# Litter pollution Act fine query?



## Abbica (26 Jul 2011)

Hi, I just wanted to get your expertise to clarify an issue that has arisen for me. A very expensive one! 

I was sitting with a friend in a car park at Supervalue having a cigarette whilst waiting on my sister and I did put the cigarette butt out the window. 

Next thing a man popped to my window, obviously standing behind my car waiting for me to do it as he was there in an instant. He stood 2 foot away from my car and mumbled his name holding a little card and something else and I excused myself and asked him to repeat because I didn't know what he wanted. 

He then just roared at me, you have littered under 1997 act and you are going to be fined €150 so give me your name. I said, " what, €150". I couldn't believe the amount. He muttered away still and then roared again, give me your address. So I said my address and he just said I will get the fine in the post and then ran off, literally! 

We were left absolutely gobsmacked by his behaviour. He never even got my name so he basically that day fined my car for the offence. Plus he never asked me to get out and pick it up, which I did after he ran off anyway. Plus his manner was desperate and I was still left confused after he ran off. It was also in a private carpark. 

I got the fine in the post the other day.
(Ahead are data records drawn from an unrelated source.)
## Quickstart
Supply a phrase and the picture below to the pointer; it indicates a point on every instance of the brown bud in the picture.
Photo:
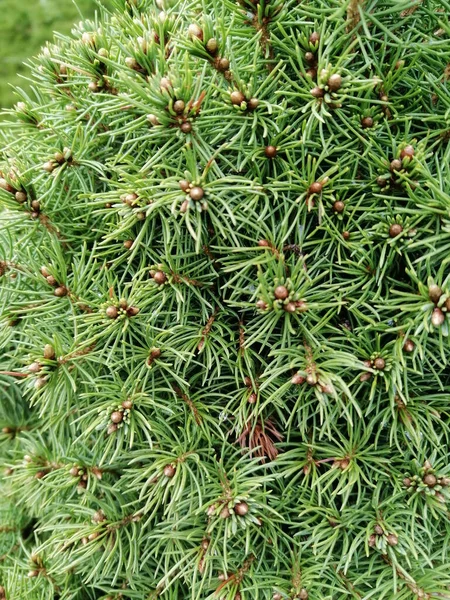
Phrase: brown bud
(317, 92)
(160, 277)
(367, 122)
(365, 376)
(112, 312)
(434, 292)
(437, 317)
(297, 379)
(396, 164)
(197, 193)
(117, 416)
(334, 82)
(4, 185)
(169, 471)
(270, 151)
(241, 508)
(315, 188)
(281, 292)
(60, 291)
(237, 97)
(379, 363)
(395, 229)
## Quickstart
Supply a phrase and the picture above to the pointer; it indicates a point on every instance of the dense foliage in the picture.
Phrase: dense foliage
(26, 26)
(225, 305)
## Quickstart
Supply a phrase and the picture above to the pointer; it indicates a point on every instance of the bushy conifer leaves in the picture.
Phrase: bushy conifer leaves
(225, 305)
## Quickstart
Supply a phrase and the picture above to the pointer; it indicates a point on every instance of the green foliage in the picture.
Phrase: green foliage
(26, 27)
(225, 305)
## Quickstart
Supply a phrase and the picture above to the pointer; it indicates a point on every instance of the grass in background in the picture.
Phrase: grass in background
(27, 25)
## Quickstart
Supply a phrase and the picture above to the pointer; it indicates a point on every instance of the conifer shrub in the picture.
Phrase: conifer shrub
(225, 305)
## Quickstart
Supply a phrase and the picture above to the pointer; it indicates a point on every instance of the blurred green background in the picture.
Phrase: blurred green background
(27, 24)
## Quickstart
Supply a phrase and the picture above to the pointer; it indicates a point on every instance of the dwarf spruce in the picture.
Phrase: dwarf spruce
(225, 305)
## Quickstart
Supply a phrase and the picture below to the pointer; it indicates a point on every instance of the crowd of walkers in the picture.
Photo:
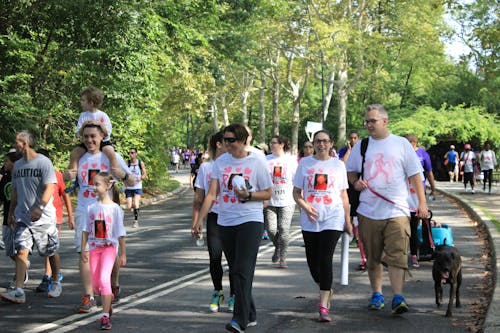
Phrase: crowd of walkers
(373, 189)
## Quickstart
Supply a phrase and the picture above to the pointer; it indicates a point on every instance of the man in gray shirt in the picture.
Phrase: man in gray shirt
(32, 214)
It goes on about littering in public places etc. There is a minor public road visible a bit back from where I had the car parked through the throngs of over cars! Do I have any grounds at all to refuse to pay this large fine please? 

I appreciate I was in the wrong though but something doesn't add up about it all.


----------



## Guns N Roses (26 Jul 2011)

Abbica said:


> I got the fine in the post the other day. It goes on about littering in public places etc.


 
Is the fine from your Local Authority?


----------



## Guns N Roses (26 Jul 2011)

Even if you litter on private land, you can still be guilty of littering if it can be seen from a public place such as a public road. 
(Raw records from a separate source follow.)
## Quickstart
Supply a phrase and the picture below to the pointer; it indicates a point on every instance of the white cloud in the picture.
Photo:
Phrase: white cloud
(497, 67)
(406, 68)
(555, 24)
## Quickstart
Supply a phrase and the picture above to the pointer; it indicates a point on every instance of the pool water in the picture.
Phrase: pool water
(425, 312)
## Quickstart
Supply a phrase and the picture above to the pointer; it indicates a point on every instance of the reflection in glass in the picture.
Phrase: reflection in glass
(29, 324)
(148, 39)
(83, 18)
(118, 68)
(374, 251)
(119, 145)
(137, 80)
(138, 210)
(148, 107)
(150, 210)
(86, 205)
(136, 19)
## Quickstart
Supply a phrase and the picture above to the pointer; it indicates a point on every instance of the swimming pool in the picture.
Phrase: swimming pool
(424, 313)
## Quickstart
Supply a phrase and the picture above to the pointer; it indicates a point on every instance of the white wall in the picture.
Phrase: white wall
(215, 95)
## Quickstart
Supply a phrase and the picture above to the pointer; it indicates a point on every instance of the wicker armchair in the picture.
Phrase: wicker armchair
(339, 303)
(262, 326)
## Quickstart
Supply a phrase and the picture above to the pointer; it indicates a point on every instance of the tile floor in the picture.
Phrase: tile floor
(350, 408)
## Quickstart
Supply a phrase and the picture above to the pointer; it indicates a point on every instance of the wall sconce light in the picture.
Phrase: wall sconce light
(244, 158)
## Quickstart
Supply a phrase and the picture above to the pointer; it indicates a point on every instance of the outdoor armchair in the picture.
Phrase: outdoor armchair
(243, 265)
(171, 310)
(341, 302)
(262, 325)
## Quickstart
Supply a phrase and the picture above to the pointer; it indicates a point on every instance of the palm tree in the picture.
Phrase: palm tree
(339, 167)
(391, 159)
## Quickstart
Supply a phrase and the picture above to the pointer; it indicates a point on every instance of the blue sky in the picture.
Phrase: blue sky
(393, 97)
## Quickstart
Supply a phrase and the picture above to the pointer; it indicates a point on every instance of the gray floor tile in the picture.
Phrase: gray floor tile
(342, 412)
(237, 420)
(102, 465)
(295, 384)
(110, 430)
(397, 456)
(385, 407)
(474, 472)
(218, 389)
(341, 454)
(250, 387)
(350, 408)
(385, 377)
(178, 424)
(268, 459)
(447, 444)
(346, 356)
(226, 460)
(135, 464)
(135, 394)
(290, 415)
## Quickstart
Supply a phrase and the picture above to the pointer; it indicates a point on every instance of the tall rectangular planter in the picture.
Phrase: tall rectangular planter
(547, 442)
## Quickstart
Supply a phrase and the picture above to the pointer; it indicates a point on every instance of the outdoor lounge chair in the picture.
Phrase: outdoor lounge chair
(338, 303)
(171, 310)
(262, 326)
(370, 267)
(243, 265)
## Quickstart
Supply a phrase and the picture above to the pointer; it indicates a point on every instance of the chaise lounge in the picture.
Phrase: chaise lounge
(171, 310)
*Extract from Litter Act 1997*
Prohibitions related to littering. 
*3.* —
(1) No person shall deposit any substance or object so as to create litter in a public place or in any place that is visible to any extent from a public place.
(2) No person shall—
( _a_ ) deposit any thing that is commercial, household, industrial or municipal waste in any place for collection by or on behalf of a local authority or by another person, or
( _b_ ) load, transport, unload or otherwise handle or process any thing or carry on a business, trade or activity
in such circumstances as to create litter or lead to litter in any public place or any place that is visible to any extent from a public place.
(3) No person shall place municipal waste into or near a litter receptacle.
(4) No person shall move or interfere with a litter receptacle that has been provided by a local authority or other person unless the movement or interference is authorised by the local authority or other person.
(5) For the purposes of _subsection (3)_, "municipal waste" has the meaning assigned by section 5 of the Waste Management Act, 1996 .
(6) A person who contravenes any provision of this section shall be guilty of an offence.


----------



## Complainer (26 Jul 2011)

Great to see local authorities addressing this huge problem http://www.rte.ie/news/2010/0531/litter.html


----------



## Sunny (27 Jul 2011)

Complainer said:


> Great to see local authorities addressing this huge problem http://www.rte.ie/news/2010/0531/litter.html


 
I agree. Sorry OP but you know yourself, you shouldn't have done it. Just wished they could fine everyone who does it. Might have saved us the €100 property charge!


----------



## Abbica (27 Jul 2011)

Thanks anyway for your advice. It is more to do with him not giving me the option to pick it up and then not taking my name and his manner that questions whether I have any case against this?


----------



## Guns N Roses (27 Jul 2011)

Abbica said:


> It is more to do with him not giving me the option to pick it up


 
Even if he had given you the option to pick it up, you would still have been fined the same way if you had been caught speeding or illegally parking. The days of pleading leniency to officals in this country is over. (and rightly so)


----------



## Guns N Roses (27 Jul 2011)

Abbica said:


> and then not taking my name and his manner that questions whether I have any case against this?


 
I agree that his manner & tone did not seem to be very professional. You could complain in writing to the Local Authority about his conduct but it's not going to get you off the fine.


----------



## djh (27 Jul 2011)

If he did not take your name, is the fine addressed to you by name?
*curious*


----------



## Abbica (28 Jul 2011)

Hi, yes, he addressed it to my name. He got it probably when he took my number plate, checked the records. Oh god, I can't believe I have to cough up €150 for this. I just think it is a very harsh fine. Imagine if I was unemployed! In this day an age it should be at the most €90, I think!


----------



## Complainer (28 Jul 2011)

The best thing you can do now is
1) Pay the fine
2) Tell all the smokers among your family and friends about the fine, so that they don't get caught in future.


----------



## Abbica (28 Jul 2011)

Thanks for all the advice, I will have to bring a bottle with a bit of water in it from now on in the car as cars don't come with ashtrays anymore!! I know, or I can quit. Fourth time lucky I hope!


----------